Okupas

by

J’ai commencé à m’intéresser aux Okupas, occupants illégaux de bâtiments abandonnés, autrement dits squateurs, en cherchant un logement à faible loyer dans Barcelone. Il s’agit d’une recherche évidemment orientée vers un environnement culturel, un espace collectif engagé, un mouvement, plutôt qu’une simple collocation dans un 5 et demi. Contestataires et revendicateurs, leur existence et leur lutte ne vont pas sans légitimité, puisque les Okupas sont appuyés par plusieurs couches de la population.

Barcelone est depuis toujours une destination de choix pour l’émigration. Plus récemment, des évènements de portée internationale, tels que les Jeux Olympiques d’été de 1992, l’ont fait bondir de ville en métropole. Elle accueille désormais une population cosmopolite et un grand flux de touristes.
Plusieurs phénomènes en surgissent, puisque les besoins de ses habitants changent. Les logements offerts par la municipalité sont axés sur la propriété et il existe de moins en moins de logements sociaux. De plus, le marché immobilier connaît une hausse exponentielle depuis 10ans. Finalement, on peut remarquer un ‘zoning’ accru, c’est à dire une homogénéisation des habitants par quartier.

Autant les immigrants que les locaux, les vieux que les jeunes sont touchés par cette direction qu’a prise Barcelone vers le capitalisme, en général ce sont les personnes à plus faible revenu comme les étudiants ou les retraités. Ces gens sont parfois obligés de quitter la ville pour des zones périphériques.

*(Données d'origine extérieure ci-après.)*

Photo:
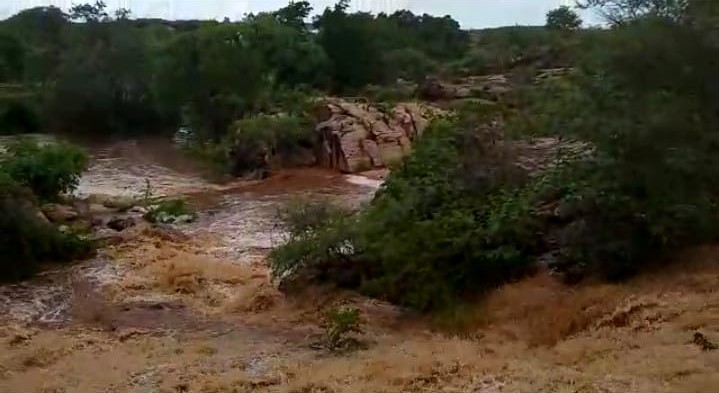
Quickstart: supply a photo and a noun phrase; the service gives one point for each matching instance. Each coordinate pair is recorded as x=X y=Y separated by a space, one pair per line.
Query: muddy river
x=240 y=216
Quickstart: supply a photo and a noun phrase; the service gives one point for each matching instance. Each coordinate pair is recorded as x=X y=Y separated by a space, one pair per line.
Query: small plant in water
x=342 y=321
x=166 y=211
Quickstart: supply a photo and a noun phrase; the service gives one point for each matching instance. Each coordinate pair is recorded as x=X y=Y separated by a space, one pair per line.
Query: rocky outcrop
x=489 y=87
x=360 y=136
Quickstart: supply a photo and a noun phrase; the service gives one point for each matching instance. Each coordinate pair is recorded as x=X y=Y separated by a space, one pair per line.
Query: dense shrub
x=441 y=228
x=649 y=186
x=18 y=114
x=28 y=239
x=262 y=141
x=319 y=245
x=48 y=170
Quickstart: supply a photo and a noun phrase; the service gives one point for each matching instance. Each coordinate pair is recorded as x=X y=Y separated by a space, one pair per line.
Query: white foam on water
x=364 y=181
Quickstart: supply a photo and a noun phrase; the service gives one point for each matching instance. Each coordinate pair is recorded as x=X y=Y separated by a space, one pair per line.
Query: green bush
x=27 y=239
x=170 y=210
x=441 y=228
x=48 y=170
x=341 y=321
x=649 y=186
x=319 y=246
x=256 y=143
x=18 y=116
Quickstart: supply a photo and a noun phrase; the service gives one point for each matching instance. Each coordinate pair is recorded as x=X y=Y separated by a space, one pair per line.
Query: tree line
x=90 y=70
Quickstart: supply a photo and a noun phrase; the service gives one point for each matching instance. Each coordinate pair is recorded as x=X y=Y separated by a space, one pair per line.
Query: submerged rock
x=120 y=223
x=58 y=213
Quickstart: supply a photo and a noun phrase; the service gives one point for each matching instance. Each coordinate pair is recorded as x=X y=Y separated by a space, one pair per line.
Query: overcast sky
x=469 y=13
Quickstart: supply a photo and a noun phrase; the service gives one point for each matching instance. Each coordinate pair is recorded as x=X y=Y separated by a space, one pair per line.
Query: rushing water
x=241 y=215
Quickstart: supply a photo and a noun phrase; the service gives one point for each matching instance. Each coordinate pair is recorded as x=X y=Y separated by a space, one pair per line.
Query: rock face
x=361 y=136
x=489 y=87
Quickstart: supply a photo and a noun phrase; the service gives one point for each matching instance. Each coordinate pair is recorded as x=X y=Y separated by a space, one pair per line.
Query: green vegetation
x=48 y=171
x=341 y=321
x=458 y=218
x=29 y=172
x=169 y=210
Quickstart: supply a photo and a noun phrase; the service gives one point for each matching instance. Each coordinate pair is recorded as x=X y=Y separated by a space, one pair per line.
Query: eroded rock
x=359 y=136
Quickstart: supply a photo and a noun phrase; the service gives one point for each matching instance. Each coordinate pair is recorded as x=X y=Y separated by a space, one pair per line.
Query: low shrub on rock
x=48 y=170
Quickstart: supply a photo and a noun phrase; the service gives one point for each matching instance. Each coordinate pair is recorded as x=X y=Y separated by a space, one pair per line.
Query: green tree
x=563 y=18
x=214 y=74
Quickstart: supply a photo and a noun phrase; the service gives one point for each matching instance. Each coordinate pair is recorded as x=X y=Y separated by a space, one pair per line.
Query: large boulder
x=358 y=136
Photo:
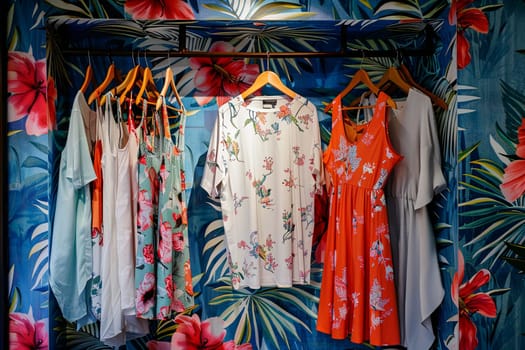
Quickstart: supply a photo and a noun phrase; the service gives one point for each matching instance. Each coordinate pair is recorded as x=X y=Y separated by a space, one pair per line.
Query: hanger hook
x=362 y=59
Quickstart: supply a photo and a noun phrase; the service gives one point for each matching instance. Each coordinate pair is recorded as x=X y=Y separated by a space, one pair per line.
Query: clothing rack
x=338 y=29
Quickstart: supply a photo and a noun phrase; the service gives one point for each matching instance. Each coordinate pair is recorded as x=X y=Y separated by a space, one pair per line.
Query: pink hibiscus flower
x=165 y=248
x=178 y=241
x=147 y=252
x=470 y=303
x=158 y=9
x=188 y=282
x=145 y=210
x=192 y=334
x=222 y=76
x=465 y=18
x=25 y=333
x=513 y=185
x=28 y=91
x=145 y=298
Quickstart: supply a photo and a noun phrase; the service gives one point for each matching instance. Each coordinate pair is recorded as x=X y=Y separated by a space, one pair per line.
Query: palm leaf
x=245 y=308
x=514 y=106
x=398 y=9
x=73 y=339
x=258 y=10
x=519 y=261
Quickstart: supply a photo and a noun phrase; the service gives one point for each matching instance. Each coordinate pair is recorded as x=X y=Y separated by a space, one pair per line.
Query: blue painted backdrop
x=474 y=219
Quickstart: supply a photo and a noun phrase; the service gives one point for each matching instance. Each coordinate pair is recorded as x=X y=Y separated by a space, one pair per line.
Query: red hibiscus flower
x=192 y=334
x=513 y=185
x=25 y=333
x=27 y=88
x=466 y=18
x=470 y=303
x=158 y=9
x=145 y=298
x=221 y=76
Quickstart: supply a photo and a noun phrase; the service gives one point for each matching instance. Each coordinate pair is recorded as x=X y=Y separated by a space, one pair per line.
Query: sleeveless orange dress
x=358 y=296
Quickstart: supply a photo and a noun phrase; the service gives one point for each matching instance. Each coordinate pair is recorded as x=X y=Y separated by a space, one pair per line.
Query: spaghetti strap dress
x=358 y=296
x=162 y=273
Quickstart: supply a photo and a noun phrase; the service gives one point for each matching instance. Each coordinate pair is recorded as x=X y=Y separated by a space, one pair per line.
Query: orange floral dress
x=358 y=295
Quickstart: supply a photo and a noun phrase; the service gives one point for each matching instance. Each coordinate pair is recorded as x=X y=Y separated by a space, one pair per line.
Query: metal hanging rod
x=182 y=51
x=295 y=54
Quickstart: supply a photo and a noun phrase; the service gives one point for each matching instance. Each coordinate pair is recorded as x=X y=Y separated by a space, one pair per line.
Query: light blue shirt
x=70 y=261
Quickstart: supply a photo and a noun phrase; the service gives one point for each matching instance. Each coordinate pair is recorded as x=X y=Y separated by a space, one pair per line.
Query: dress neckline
x=364 y=128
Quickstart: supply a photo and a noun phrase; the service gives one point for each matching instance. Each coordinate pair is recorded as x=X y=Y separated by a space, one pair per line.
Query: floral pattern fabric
x=264 y=161
x=162 y=274
x=358 y=295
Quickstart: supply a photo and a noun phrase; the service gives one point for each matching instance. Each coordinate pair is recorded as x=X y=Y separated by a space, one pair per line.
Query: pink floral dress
x=162 y=273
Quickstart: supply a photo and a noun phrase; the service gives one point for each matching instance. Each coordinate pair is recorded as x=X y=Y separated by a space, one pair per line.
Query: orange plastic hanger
x=169 y=82
x=88 y=78
x=265 y=78
x=147 y=83
x=361 y=76
x=125 y=87
x=110 y=75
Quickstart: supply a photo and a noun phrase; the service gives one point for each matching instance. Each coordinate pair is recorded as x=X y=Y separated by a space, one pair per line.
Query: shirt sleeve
x=431 y=179
x=80 y=170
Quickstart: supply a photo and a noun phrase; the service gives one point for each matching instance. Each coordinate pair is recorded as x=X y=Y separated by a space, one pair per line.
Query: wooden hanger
x=147 y=83
x=265 y=78
x=125 y=87
x=438 y=101
x=88 y=78
x=169 y=82
x=110 y=75
x=121 y=89
x=361 y=76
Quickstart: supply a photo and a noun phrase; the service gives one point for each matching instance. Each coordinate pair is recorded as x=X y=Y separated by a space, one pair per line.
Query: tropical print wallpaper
x=479 y=220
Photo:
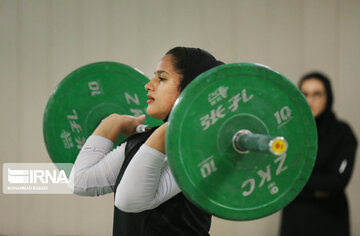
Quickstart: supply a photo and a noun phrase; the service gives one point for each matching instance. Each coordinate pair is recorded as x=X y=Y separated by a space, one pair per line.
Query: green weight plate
x=85 y=97
x=206 y=116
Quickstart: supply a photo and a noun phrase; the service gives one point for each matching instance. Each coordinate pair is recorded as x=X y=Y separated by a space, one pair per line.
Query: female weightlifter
x=147 y=198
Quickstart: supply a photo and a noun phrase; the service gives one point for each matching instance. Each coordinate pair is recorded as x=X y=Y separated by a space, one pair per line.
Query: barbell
x=241 y=139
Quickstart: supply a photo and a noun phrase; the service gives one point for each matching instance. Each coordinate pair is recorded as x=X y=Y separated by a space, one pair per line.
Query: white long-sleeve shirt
x=146 y=183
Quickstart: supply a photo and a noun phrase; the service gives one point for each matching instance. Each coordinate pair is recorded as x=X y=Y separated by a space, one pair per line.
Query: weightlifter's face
x=163 y=89
x=315 y=93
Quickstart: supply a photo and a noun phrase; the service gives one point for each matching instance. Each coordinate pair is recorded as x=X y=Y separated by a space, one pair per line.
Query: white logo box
x=36 y=178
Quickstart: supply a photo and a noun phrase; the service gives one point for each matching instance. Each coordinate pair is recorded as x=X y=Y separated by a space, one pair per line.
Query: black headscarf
x=197 y=62
x=191 y=62
x=327 y=115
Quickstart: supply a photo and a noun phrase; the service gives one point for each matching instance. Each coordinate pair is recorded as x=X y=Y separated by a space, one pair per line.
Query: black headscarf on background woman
x=327 y=113
x=329 y=134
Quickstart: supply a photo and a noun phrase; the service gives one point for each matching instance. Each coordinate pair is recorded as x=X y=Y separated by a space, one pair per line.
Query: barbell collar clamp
x=245 y=141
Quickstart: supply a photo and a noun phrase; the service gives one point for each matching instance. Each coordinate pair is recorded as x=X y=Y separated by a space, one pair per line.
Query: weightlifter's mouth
x=150 y=99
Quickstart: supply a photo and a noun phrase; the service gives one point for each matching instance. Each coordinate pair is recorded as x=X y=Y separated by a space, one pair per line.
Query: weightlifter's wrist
x=110 y=128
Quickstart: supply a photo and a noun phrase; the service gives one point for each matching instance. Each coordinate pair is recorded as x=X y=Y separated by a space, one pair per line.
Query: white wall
x=42 y=41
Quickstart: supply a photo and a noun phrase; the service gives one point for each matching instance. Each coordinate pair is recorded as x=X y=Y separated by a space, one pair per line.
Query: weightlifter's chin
x=150 y=111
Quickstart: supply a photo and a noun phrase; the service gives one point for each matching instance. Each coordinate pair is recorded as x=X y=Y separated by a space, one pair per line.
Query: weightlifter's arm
x=96 y=167
x=115 y=124
x=149 y=171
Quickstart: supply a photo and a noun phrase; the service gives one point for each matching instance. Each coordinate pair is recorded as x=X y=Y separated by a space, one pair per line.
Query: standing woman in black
x=322 y=207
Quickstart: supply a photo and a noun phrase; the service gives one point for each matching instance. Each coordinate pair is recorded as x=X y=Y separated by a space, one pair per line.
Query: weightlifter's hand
x=114 y=125
x=157 y=139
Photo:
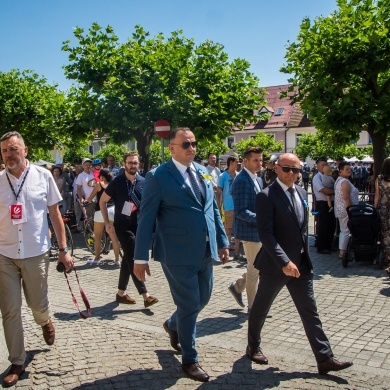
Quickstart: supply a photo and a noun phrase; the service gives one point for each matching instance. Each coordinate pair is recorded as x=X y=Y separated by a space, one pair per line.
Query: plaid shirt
x=244 y=194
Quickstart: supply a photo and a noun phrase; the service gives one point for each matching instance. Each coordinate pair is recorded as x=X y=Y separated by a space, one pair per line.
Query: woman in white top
x=346 y=194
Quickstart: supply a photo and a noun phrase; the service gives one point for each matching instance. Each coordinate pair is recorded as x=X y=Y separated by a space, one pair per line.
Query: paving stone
x=123 y=347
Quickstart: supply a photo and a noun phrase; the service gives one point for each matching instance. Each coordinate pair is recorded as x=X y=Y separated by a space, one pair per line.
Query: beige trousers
x=31 y=274
x=250 y=279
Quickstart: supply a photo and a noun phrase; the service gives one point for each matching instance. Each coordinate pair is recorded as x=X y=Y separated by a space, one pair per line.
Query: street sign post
x=162 y=128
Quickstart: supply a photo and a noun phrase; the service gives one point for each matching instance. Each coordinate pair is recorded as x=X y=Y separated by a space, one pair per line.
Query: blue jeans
x=191 y=288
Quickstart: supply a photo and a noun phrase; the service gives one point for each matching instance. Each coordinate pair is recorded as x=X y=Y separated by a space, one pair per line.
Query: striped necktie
x=195 y=186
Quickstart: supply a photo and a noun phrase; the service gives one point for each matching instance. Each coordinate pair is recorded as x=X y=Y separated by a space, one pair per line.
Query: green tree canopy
x=265 y=141
x=129 y=86
x=318 y=145
x=75 y=154
x=341 y=64
x=115 y=150
x=46 y=117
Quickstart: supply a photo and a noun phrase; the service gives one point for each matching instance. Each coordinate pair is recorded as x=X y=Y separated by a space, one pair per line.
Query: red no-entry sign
x=162 y=128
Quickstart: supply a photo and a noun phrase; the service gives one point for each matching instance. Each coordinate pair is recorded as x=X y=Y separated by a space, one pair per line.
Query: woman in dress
x=346 y=194
x=370 y=187
x=382 y=203
x=58 y=178
x=98 y=222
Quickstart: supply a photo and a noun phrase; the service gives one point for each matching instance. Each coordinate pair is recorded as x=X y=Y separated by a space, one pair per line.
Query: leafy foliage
x=265 y=141
x=45 y=117
x=75 y=155
x=206 y=146
x=129 y=86
x=341 y=64
x=113 y=150
x=317 y=145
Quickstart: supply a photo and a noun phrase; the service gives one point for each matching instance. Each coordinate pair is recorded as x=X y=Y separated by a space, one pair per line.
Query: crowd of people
x=258 y=202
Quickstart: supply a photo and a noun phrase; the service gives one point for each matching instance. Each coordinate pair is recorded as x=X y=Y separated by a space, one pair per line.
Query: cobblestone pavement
x=122 y=346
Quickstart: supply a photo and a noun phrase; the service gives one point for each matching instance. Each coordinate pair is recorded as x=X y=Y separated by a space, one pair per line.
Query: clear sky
x=32 y=31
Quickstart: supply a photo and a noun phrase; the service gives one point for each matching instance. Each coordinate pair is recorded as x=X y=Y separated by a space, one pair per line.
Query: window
x=297 y=137
x=279 y=111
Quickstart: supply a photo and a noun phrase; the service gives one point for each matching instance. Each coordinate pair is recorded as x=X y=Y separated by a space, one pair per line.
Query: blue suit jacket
x=182 y=224
x=244 y=196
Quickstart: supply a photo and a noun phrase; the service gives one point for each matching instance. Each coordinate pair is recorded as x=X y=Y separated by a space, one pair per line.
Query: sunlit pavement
x=124 y=346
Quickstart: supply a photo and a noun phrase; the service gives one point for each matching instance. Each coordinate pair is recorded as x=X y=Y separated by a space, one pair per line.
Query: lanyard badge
x=16 y=211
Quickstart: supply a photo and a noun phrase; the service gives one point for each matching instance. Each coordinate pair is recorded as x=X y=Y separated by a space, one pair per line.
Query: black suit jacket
x=282 y=236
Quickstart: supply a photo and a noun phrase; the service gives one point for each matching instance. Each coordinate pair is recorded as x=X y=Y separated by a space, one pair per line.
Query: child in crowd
x=328 y=182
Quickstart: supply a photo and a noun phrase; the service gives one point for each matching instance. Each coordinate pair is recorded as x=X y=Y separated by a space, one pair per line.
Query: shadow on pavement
x=242 y=374
x=104 y=312
x=214 y=325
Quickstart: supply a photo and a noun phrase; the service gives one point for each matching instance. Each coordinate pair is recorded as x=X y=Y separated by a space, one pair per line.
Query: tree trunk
x=143 y=146
x=379 y=150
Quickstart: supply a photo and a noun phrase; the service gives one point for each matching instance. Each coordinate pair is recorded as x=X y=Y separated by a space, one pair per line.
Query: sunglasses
x=288 y=169
x=187 y=144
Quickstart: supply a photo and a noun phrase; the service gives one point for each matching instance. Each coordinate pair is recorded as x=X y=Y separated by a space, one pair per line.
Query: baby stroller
x=364 y=235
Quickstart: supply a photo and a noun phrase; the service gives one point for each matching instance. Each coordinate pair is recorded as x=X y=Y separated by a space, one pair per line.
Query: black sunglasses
x=187 y=144
x=288 y=169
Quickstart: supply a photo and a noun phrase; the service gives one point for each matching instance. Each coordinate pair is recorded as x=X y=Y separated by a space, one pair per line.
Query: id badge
x=16 y=213
x=127 y=208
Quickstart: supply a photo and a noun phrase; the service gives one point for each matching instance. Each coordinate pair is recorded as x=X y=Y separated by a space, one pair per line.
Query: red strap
x=83 y=296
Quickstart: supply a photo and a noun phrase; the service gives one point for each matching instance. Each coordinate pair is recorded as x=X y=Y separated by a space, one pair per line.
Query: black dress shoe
x=332 y=364
x=13 y=375
x=173 y=336
x=256 y=355
x=195 y=371
x=237 y=296
x=324 y=252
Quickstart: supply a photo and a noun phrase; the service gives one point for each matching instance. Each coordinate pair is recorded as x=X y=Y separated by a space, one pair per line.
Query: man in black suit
x=284 y=260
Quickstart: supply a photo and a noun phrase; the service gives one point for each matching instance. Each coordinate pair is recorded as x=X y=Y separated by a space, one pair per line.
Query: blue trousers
x=191 y=288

Les Okupas occupent donc illégalement des bâtisses de types variés spéculativement abandonnées, réparties partout, mais souvent dans des quartiers touchés par ces phénomènes pour souligner les motifs de contestation. Elles sont au nombre de 250 en 2008 à Barcelone. Les Okupas sont appuyés par la population locale car ils offrent un type de logement alternatif où l’on peut militer en groupe pour défendre des causes socio-politiques. Leur but est vraiment de donner un accès à la ville à tous. Ils doivent exploiter un espace à son meilleur, tout en considérant ses limites temporelles car on n’est jamais à l’abri d’une menace d’expulsion. De plus, les Okupas organisent souvent des ateliers, des expositions, des cercles de débats, etc. ce qui fait de leurs «cases» des pôles sociaux-culturels et artistiques de quartier appréciés par leurs co-citoyens.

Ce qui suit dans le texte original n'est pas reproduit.